BEIRUT: Lebanon’s few remaining Arabic calligraphers, whose elegant script and interweaving words transport you to another era, are working to preserve an art form struggling to compete with new technology.

“The computer is a wonderful tool but in no way can it replace an artist or produce masterpieces,” says Mahmoud Bayoun, one of the country’s best-known calligraphers, whose works have been displayed in the United States and Iran.

The 75-year-old Bayoun, who learned the skill as a teenager, today uses his talent to draw up menus for the Lebanese presidency for official functions or write condolences and congratulatory messages on behalf of the prime minister.

He says the longest letter he has ever written was from late premier Rafik Hariri to Syria’s then-president, Hafez Assad, on the occasion of a national holiday.

“The letter was four pages long and written in a very elegant style,” recalls Bayoun, as he sits in his Beirut office.

He also keeps busy transcribing the Koran as a hobby. The painstaking work requires more than three years to complete each time, and Bayoun is now working on his third edition of the Muslim scripture.

“It’s very different from the work I do for commercial purposes,” he says. “When I copy the Koran, I immerse myself both spiritually and physically.”

Despite his passion for penmanship, Bayoun is well aware that his is a dying skill that cannot compete with laser-sharp computers.

“Calligraphy today,” Bayoun said, “has become more of a visual art than a useful tool and we are trying hard to preserve it.”
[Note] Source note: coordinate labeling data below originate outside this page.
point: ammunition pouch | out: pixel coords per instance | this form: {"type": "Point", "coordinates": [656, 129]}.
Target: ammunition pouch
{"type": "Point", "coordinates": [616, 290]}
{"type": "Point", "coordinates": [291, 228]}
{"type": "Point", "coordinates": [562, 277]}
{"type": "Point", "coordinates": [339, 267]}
The art of Arabic script was heavily influenced by Islam as, according to tradition, the Koran was verbally revealed to the Prophet Mohammed and was later transcribed.

The Quran subsequently inspired generations of calligraphers who, with their brush pens made of reeds, piously endeavored to reproduce the words using different styles.

Calligraphy also became a major art form in Islam as many Muslims disapprove of art that represents humans, especially in religious contexts.

There are various styles of calligraphy, including the geometric Kufic form with an emphasis on horizontal lines and the cursive Naskhi. Diwani script, considered the most elegant, was developed during the Ottoman era.

Although Lebanon has no calligraphic treasures such as those on display in mosques in North Africa or Andalusia, it did produce some of the best-known masters of calligraphy including Kamel al-Baba (1905-1991) and Nassib Makarem (1889-1991).

“There are less than 10 authentic calligraphers in Lebanon today,” Bayoun says.

One of them is Salah al-Hafi, 80, who proudly recalls the day Kamel al-Baba noticed his work.

“You know before, you could earn a good living as a calligrapher,” he says, sitting in his modest apartment in the working-class Beirut neighborhood of Basta. “But today we have been pushed aside by computers.”

His calligraphy can still be seen on numerous commemorative plaques dating back to Lebanon’s independence in 1943 and beyond, or on gravestones and flower ribbons.

“I work a lot during election time,” he says wryly, referring to the numerous banners aimed at wooing voters in the country.

Bayoun says his dream is to open a center to teach calligraphy to new generations but he lacks the means to do so. Lebanon has no dedicated calligraphy schools, whereas Iran has 200 such establishments, Iraq 100 and Egypt 36.

For now, Hafi says, he is focusing on his freelance work and sometimes gives lessons at an art institute in Beirut.

“We must not,” he says, “allow this art form to disappear.”